Is it possible we are wrong?
What we see in any dramatic test with a dummy in the car is that these safety improvements protect the dummy. Is that a valid test of the real world.
I have one piece of data that suggests the real world is not like the one we see with crash test dummies.
Japan has had a relatively stable automobile fatality rate for the past few decades. In roughly 1993 Japan went from a country where seatbelts were only required on highways as of December 1992 to a country where seatbelts were required at all times in all front seats in January 1993. The Japanese did as they were told. 100%.
There is no positive evidence to draw in auto fatalities as a result of seatbelts.
This is what leads me to make another suggestion. Here is another chart that shows auto fatality by age. It is clear that people under 35 have a much higher auto fatality rate while driving. Under 20, the situation is even worse.

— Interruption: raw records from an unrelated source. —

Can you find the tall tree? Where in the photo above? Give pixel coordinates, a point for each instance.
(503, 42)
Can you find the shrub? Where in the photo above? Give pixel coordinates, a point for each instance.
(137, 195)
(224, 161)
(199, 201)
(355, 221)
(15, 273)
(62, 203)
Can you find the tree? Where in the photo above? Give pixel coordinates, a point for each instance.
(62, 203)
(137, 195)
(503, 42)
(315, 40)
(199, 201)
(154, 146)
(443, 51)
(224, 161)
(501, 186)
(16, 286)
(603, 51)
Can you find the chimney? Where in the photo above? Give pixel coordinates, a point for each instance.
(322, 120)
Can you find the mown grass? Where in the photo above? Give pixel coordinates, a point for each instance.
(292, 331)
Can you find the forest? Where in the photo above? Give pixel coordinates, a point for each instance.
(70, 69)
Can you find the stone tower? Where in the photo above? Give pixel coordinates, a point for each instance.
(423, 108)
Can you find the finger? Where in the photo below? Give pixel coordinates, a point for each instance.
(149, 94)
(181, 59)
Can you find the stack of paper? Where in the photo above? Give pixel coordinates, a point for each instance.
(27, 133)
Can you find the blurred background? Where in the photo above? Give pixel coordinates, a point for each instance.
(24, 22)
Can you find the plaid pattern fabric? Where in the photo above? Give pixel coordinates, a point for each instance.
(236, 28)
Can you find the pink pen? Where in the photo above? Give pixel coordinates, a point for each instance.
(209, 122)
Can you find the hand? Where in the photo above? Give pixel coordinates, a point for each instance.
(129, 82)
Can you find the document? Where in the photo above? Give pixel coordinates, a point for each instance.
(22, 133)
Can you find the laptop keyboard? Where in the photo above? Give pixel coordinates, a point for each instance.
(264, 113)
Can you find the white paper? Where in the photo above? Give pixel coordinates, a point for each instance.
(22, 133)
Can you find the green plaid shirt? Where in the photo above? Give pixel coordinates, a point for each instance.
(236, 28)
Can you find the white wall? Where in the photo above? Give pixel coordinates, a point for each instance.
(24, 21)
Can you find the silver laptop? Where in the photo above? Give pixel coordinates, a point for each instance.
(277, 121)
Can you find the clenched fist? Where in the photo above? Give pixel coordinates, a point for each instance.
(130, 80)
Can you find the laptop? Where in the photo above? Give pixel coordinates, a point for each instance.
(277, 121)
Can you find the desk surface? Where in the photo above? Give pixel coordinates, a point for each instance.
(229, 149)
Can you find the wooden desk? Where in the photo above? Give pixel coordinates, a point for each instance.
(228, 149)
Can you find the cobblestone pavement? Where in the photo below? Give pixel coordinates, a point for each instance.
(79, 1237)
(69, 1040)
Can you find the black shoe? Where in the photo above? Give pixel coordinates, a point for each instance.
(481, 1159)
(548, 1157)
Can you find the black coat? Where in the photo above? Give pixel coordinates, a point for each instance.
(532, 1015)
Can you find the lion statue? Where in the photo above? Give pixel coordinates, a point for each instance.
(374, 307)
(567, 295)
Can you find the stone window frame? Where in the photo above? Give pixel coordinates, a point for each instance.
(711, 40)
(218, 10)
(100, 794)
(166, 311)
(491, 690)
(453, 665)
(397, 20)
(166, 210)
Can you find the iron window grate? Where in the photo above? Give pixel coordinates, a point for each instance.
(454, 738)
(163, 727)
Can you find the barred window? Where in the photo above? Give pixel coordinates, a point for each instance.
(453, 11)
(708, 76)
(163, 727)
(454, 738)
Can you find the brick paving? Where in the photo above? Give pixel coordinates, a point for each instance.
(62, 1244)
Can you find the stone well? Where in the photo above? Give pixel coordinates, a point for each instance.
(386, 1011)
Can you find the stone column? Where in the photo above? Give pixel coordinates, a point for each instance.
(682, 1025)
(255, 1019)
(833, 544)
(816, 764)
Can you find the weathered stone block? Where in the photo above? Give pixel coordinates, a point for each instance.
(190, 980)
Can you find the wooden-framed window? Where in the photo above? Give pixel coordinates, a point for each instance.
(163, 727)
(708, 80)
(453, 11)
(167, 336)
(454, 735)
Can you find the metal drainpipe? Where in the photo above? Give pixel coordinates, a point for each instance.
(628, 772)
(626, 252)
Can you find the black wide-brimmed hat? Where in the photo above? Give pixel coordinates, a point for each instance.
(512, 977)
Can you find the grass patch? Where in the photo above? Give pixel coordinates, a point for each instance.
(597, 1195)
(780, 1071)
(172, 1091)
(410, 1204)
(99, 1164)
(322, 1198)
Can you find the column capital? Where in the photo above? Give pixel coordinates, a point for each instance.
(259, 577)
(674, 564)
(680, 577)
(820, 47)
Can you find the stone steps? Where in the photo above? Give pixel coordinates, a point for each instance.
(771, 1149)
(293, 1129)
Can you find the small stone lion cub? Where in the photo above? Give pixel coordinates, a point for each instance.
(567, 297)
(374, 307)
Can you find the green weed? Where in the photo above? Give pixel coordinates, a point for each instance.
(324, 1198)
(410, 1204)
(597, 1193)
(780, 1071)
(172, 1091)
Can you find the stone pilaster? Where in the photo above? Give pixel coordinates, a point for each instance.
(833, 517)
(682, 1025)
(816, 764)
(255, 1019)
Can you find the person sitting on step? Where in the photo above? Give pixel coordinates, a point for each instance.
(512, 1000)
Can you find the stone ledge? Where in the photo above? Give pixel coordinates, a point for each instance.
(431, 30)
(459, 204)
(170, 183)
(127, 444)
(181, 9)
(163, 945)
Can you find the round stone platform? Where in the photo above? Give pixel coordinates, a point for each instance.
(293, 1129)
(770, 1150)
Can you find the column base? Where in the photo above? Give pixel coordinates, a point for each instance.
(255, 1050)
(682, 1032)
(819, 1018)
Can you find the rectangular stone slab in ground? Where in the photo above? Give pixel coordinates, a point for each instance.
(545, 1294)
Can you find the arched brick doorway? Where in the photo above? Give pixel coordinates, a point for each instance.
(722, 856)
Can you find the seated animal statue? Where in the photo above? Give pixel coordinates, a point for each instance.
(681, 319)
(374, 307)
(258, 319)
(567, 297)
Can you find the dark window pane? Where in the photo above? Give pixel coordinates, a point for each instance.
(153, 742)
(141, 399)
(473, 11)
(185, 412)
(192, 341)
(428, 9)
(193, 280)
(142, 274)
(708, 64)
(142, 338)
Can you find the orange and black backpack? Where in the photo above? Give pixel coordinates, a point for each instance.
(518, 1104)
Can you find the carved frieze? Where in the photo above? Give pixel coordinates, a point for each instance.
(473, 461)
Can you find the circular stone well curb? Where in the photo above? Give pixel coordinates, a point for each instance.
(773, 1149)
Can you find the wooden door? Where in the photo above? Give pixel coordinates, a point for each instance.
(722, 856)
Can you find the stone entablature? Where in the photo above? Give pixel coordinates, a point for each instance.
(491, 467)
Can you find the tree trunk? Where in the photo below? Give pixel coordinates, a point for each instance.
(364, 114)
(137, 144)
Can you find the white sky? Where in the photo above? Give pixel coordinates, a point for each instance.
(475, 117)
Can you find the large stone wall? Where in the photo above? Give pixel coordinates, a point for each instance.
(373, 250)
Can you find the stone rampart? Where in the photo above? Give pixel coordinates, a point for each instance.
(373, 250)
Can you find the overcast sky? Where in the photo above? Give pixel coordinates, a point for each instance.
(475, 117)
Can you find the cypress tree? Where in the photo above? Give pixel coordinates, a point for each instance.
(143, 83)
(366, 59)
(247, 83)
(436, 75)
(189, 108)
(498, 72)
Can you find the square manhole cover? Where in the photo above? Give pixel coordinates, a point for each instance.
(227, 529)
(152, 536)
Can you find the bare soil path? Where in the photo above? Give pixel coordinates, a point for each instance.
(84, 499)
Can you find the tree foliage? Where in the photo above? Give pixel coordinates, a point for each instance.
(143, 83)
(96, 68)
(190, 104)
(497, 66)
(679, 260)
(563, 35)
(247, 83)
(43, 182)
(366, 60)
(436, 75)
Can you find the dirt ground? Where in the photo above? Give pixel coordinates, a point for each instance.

Hypothesis: while safety devices definitely work, the reality is that making driving more difficult for young drivers is far more important in reducing auto fatalities.
In Japan, a drivers license requires many hours of training and at least three hours of driving in the drivers test.
The greatest drop in U.S. automobile fatalities occurred in the past three years. A drop of nearly 25%. This is due entirely to severe state restrictions on teenage drivers.
It may be that drivers' habits are more related to safety issues than auto technology.